MSAA: Publications - The Motivator: Summer/Fall 2011 – Cover Story: Gilenya® (fingolimod, FTY720)

Gilenya® (fingolimod, FTY720)

Parent company: Novartis Pharmaceuticals Corp.

Oral medication; 0.5 mg capsule taken once daily.
Approved for relapsing forms of MS.
Gilenya (pronounced as "Jil-EN-ee-ah") is the first in a new class of immunomodulatory drugs, called "S1P-receptor modulators." It is similar in structure to a naturally occurring component of cell-surface receptors on white blood cells. (White blood cells are produced by the immune system to fight infection and disease.) Gilenya blocks potentially damaging T cells from leaving lymph nodes, lowering their number in the blood and tissues. It may reduce damage to the central nervous system (CNS) and enhance the repair of damaged nerves. The CNS consists of the brain, optic nerves, and spinal cord. Study data suggest that Gilenya may have neuroprotective effects.
Some adverse events with Gilenya include: an initial reduction in heart rate; infrequent transient AV conduction block of the heart; macular edema (a condition that can affect vision, caused by swelling behind the eye); and infections, including herpes.

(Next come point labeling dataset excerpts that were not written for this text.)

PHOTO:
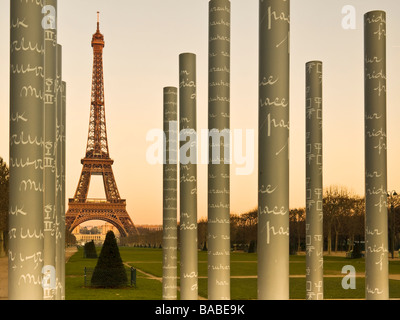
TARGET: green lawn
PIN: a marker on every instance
(242, 264)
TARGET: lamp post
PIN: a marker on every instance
(394, 202)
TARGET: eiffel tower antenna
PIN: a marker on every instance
(97, 161)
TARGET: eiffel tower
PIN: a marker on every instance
(98, 162)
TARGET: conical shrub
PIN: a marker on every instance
(109, 271)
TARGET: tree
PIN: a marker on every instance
(90, 250)
(4, 195)
(109, 271)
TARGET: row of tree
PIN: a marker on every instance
(343, 220)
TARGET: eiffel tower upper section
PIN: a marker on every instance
(97, 145)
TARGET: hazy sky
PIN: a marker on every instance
(143, 41)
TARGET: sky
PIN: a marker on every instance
(143, 43)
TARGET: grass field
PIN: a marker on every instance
(243, 277)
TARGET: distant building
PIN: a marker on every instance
(97, 237)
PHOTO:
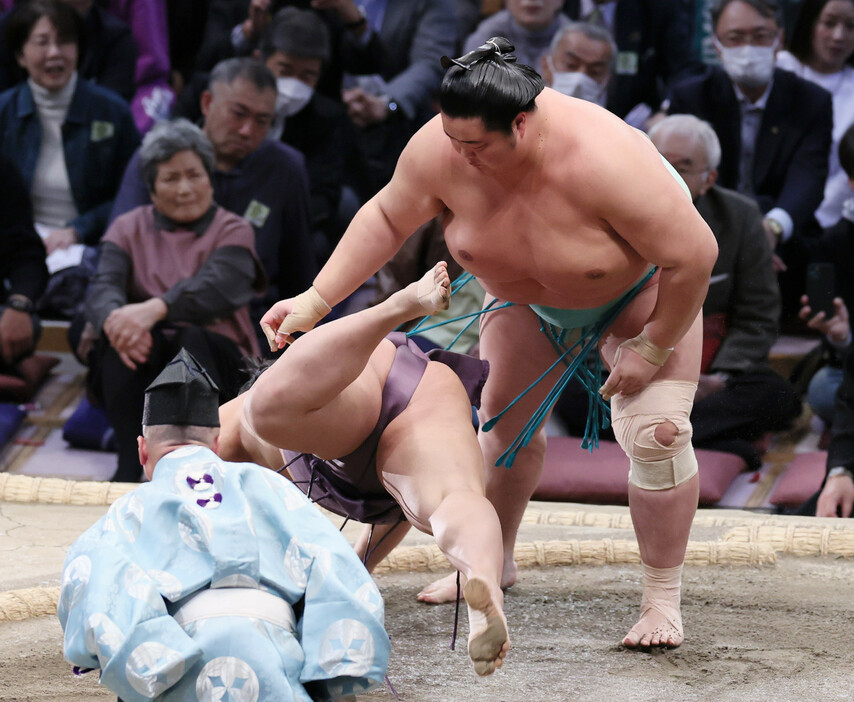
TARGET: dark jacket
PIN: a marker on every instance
(792, 146)
(22, 254)
(743, 286)
(654, 50)
(108, 57)
(99, 137)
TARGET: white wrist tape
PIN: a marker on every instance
(647, 350)
(309, 308)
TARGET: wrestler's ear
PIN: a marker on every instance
(520, 122)
(142, 450)
(710, 179)
(205, 101)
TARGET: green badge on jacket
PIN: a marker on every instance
(256, 213)
(102, 130)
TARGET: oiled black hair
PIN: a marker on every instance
(489, 84)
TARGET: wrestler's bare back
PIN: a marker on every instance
(570, 218)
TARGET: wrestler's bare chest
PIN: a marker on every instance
(539, 243)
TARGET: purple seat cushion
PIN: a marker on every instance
(572, 474)
(89, 428)
(801, 479)
(31, 373)
(11, 417)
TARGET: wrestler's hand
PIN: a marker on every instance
(631, 374)
(838, 494)
(300, 313)
(273, 319)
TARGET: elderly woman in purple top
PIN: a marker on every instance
(178, 272)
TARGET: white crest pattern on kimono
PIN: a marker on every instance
(202, 524)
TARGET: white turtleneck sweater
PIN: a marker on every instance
(53, 203)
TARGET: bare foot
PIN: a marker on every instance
(441, 591)
(488, 639)
(433, 291)
(660, 624)
(444, 590)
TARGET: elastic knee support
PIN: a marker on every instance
(655, 466)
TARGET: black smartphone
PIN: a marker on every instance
(821, 288)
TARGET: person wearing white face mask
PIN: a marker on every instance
(295, 48)
(774, 128)
(579, 62)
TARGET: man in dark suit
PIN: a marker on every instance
(653, 40)
(836, 497)
(774, 128)
(739, 397)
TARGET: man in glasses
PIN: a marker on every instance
(774, 129)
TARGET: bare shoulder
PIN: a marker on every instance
(425, 156)
(593, 141)
(415, 192)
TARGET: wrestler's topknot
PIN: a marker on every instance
(488, 83)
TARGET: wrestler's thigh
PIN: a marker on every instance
(338, 427)
(683, 363)
(430, 449)
(518, 353)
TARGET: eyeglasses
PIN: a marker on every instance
(687, 171)
(759, 37)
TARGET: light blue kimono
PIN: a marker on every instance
(203, 523)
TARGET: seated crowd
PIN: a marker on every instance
(150, 234)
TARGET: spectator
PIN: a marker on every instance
(178, 273)
(70, 139)
(836, 496)
(186, 21)
(108, 52)
(774, 128)
(739, 397)
(23, 274)
(392, 55)
(821, 49)
(579, 62)
(147, 21)
(654, 50)
(238, 108)
(529, 25)
(296, 49)
(836, 246)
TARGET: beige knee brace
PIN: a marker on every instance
(655, 466)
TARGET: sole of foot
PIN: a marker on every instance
(487, 646)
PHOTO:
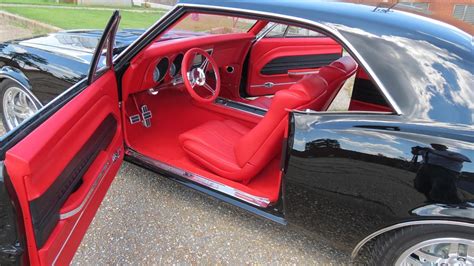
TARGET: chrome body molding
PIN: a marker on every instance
(358, 247)
(25, 86)
(80, 209)
(222, 102)
(269, 85)
(241, 195)
(330, 30)
(97, 182)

Study Information (we refer you to our 2010 Research Update for more details):

The FREEDOMS Phase III study of the (now FDA-approved) low-dose (0.5 mg) versus highdose (1.25 mg) Gilenya and placebo showed the drug to be safe and well tolerated. Gilenya reduced the risk of confirmed disability progression by 30 to 32 percent versus placebo, and significantly increased the proportion of patients who were disease-free over two years. It also resulted in a 30-percent reduction of brain volume loss as compared with placebo at one and two years, suggesting a possible direct neuroprotective effect.
A Phase III extension study, FREEDOMS II, evaluated long-term safety, tolerability, and efficacy; all 1,080 participants received Gilenya. Its safety has now been tested in more than 2,600 patients. More than 10,000 patients in the United States have begun therapy with Gilenya.
Two deaths from herpes virus infections occurred in the FREEDOMS trials; both of these individuals received a higher dose of Gilenya, which is not FDA-approved or prescribed. No deaths were reported in those individuals treated with the FDA-approved lower dose, the only dose available for MS patients.
The TRANSFORMS Phase III trial was a 12- month study of the efficacy of two doses of Gilenya (0.5 mg and 1.25 mg) as compared to weekly intramuscular injections of Avonex in individuals with RRMS. In summary, Gilenya was more effective in reducing the annual relapse rate, resulted in less deterioration in the ability to independently perform daily activities, was associated with a lower rate of brain atrophy, and showed a greater effect on reducing MRI measures of lesion activity. No difference in progression of disability was demonstrated in this 12-month study.
In both the FREEDOMS and TRANSFORMS studies, Gilenya significantly reduced the frequency of severe relapses and those that required intervention (steroids or hospitalization), and reduced the number of relapses with no or partial recovery. It also consistently reduced the annualized relapse rate in patients with highly active MS as compared to Avonex.
The 36-month INFORMS study in 940 individuals will evaluate the effect of Gilenya relative to placebo on delaying the time to sustained disability progression in patients with PPMS. It will also evaluate safety, tolerability, and the effects on MRI parameters.
The six-month Phase IV EPOC study is currently recruiting participants. It will evaluate patientreported outcomes, physician assessment of a change, as well as safety and tolerability in patients with relapsing MS who had previously been treated with other DMTs and are now receiving Gilenya. These outcomes will be compared to those who continue to receive one of the other approved DMTs. The study will have approximately 1,000 participants and is scheduled for completion in June 2012.
A long-term study of approximately 1,200 people with the relapsing forms of MS began in February 2011 and is scheduled to terminate in February 2019. The study will collect long-term data on safety and effectiveness.